Roundabout Theatre Company is launching a new program aimed at diversifying the American theater canon.  Roundabout’s program, called the Refocus Project, will include a weekly online play reading series, a resource library and a push by the theater company to see these plays produced across the...

Playwright Shirley Graham Du Bois and Director Steve H. Broadnax III, who will lead a reading of one of her plays. (Photos: Courtesy of Polk and Co)

Roundabout Theatre Company is launching a new program aimed at diversifying the American theater canon.
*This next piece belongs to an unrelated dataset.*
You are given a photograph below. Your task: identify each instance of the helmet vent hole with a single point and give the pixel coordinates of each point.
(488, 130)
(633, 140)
Roundabout’s program, called the Refocus Project, will include a weekly online play reading series, a resource library and a push by the theater company to see these plays produced across the country. The first year of the project will focus on five Black playwrights: Angelina Weld Grimké, Shirley Graham Du Bois, Zora Neale Hurston, Alice Childress and Samm-Art Williams.

The second year will focus on Latinx playwrights.
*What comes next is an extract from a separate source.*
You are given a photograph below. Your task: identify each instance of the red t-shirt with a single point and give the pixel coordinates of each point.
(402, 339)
Upcoming play readings, presented in association with Black Theatre United, include an April 23 reading of “Rachel” by Grimké and directed by Miranda Haymon; an April 30 reading of “Home” by Williams and directed by Kenny Leon; a May 7 reading of “I Gotta Home” by Du Bois and directed by Steve H. Broadnax III; a May 14 reading of “Spunk” by Hurston and directed by Lili-Anne Brown and a May 21 reading of “Wine in the Wilderness” by Childress and directed by Dominique Rider.

The play readings will be available online and free of charge.

The theater company’s 2021 Broadway season is scheduled to begin this fall with Childress’s “Trouble in Mind,” directed by Charles Randolph-Wright.

The resource library, available April 23, is open to the public as well as industry professionals, with the goal of assisting with future productions of the plays. In addition to the library, the Refocus Project will include a “Literary Ancestry” essay series — which includes personal essays by Black playwrights about others who have influenced their work — as well as panel discussions with the artists.

Roundabout has also partnered with the New York Public Library to expand resources and engagement.